Henri-Emile-Benoit Matisse, one of the lions of the Modern era and an artist whose sensual forms and pure colors.
Influenced heavily by Cézanne, Matisse was also a friend and contemporary of Picasso and Gertrude Stein. His brilliant colors and primitive forms shocked critics, who dubbed Matisse and the painters in his circle the “Fauves,” a French word for “beasts.” His greatest artworks combine form and content in a way that evokes in the viewer intense responses of joy and unity. Matisse is known for his still lifes, his interiors, and his nudes—all of which make up a vivid emotional landscape in which childlike shapes reveal a sophisticated interplay of color and form.

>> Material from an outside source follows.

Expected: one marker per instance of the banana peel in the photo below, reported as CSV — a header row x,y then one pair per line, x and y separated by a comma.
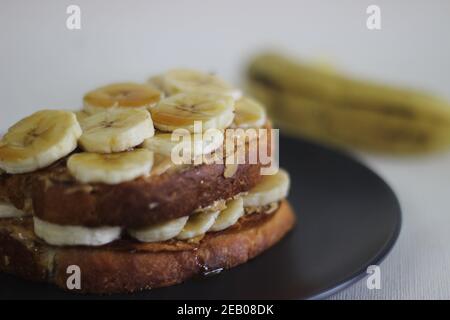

The painter also created murals and designed stained glass windows, integrating architecture and images in a way that allowed him to “express himself fully.” Late in his life, Matisse’s hands lost their ability to control a paintbrush with precision. Thus he began work in one of his last great media, the cutouts. The “Jazz” series is perhaps the most well known of these projects. The bright, clear shapes, snipped freehand from paper, expressed, for Matisse the “crystallizations of memories.” They combine the joyousness of form with a sense of nostalgia, are simultaneously naïve and imbued with the power of a master who can strip an image of extraneous detail, revealing its vibrant core.